Riyadh Air wants Riyadh, Saudi Arabia to join that list.

Its Boeing 787-9s have the range to reach Australia, or even Auckland, New Zealand. It’s likely that the airline will first build through Asian gateways such as Singapore before attempting direct flights to Australia.

That would be sensible. Singapore gives Riyadh Air a premium market, a familiar transit point and potential feed towards Australia and New Zealand.

A direct Riyadh–Sydney or Riyadh–Melbourne service would be more ambitious, needing aircraft range, premium demand, freight, onward connections and enough Saudi-bound traffic to make the numbers work.

Another one-stop route to Europe

For Australian travellers, more competition on the kangaroo route means better frequencies and lower prices.

Riyadh has already struck a strategic partnership with Delta Air Lines in the United States and is talking up premium cabins, high-speed Wi-Fi and a digitally led passenger experience.

There are caveats, however. Saudi Arabia is a different transit proposition from Dubai, Doha or Singapore. Riyadh Air is a dry airline, which will matter to some travellers. Saudi Arabia is pushing its tourism goals, but the country still carries conservative cultural, political and social considerations that travellers will have to weigh up.

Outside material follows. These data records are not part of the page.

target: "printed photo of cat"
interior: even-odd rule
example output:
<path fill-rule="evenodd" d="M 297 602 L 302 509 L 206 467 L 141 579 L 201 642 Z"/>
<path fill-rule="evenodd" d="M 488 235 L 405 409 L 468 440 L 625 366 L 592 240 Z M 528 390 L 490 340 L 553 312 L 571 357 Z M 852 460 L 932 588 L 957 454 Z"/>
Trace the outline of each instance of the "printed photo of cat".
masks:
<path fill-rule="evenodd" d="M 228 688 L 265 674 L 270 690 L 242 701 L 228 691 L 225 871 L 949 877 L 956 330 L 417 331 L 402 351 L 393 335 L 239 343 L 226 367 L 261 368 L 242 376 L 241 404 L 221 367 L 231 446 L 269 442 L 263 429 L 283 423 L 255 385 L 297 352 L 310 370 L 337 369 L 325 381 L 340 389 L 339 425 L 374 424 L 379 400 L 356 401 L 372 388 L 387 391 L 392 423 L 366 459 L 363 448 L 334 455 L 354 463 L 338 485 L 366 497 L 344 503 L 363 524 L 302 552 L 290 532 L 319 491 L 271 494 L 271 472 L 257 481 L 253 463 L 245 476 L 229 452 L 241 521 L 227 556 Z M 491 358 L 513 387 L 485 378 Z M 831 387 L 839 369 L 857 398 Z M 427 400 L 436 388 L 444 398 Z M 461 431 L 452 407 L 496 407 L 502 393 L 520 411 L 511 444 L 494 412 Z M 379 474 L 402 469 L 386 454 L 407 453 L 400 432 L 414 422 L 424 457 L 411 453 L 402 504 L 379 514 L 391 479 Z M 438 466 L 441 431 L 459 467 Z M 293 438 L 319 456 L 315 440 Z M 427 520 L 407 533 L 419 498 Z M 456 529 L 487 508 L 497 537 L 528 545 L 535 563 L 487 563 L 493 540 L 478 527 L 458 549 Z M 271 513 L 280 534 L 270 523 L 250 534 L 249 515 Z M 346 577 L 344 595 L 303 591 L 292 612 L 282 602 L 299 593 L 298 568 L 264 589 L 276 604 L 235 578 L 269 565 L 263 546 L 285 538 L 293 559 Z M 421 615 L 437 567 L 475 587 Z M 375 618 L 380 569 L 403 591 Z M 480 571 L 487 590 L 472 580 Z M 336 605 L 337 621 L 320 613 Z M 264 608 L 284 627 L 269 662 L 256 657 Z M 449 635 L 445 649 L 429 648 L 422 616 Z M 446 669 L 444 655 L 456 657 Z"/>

Still, Australians once needed convincing about Doha. Now, despite some outrageous offensiveness to women, Qatar Airways is a default option for many Europe-bound travellers.

a city skyline with many tall buildings
Riyadh, Saudi Arabia at dusk [AdobeStock]

2PAXfly Takeout

The Saudi aviation agreement is not an announcement of Riyadh Air’s launch. Nobody should start hunting for Sydney–Riyadh reward seats just yet.

But it does put Saudi Arabia more firmly on Australia’s aviation map. Not tomorrow, but maybe before the end of the decade.

Another one-stop route to Europe would be useful, especially if it pressures fares and premium cabin pricing. Whether Australians warm to Riyadh as a transit hub will depend on schedules, price, loyalty partnerships, onboard service and comfort with Saudi Arabia as a stopover.